Covid-19: Hidroxicloroquina reduz risco de morte em 30%, diz estudo




A hidroxicloroquina reduz o risco de morte em pacientes contaminados com coronavírus em até 30%, segundo um estudo realizado pelo Mediterranean Neurological Institute em parceria com a Universidade de Pisa, na Itália. 3.451 pacientes infectados foram analisados entre 19 fevereiro e 23 de maio em 33 hospitais italianos.



"Observamos que os pacientes tratados com hidroxicloroquina tiveram uma taxa de mortalidade hospitalar 30% menor em comparação com aqueles que não receberam esse tratamento", explica o autor e epidemiologista Augusto Di Castelnuovo.

Segundo Castelnuovo, os avanços positivos ocorreram principalmente em casos mais graves, onde o quadro inflamatório era mais evidente. "Nossos dados foram submetidos a análises estatísticas extremamente rigorosas, levando em consideração todas as variáveis possíveis fatores de confusão que pudessem entrar em jogo. 


A eficácia do medicamento foi avaliada em vários subgrupos de pacientes", afirma Di Castelnuovo.
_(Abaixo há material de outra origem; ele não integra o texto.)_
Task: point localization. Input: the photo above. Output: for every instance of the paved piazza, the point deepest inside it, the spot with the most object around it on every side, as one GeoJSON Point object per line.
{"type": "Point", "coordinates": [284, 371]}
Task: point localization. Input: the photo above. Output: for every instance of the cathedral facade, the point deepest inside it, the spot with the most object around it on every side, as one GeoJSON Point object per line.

"Dentro dos limites de um estudo observacional e aguardando resultados de ensaios clínicos randomizados, esses dados não desestimulam o uso da hidroxicloroquina em pacientes internados com Covid-19", conclui a análise.
No Brasil, a hidroxicloroquina tem sido defendida pelo presidente Jair Bolsonaro (sem partido), que pediu a fabricação de mais de um milhão de unidades mesmo antes de qualquer comprovação científica da eficácia do medicamento contra o vírus. Quando infectado, o chefe de Estado se tratou com o remédio e afirmou "ser a prova viva de que deu cetto".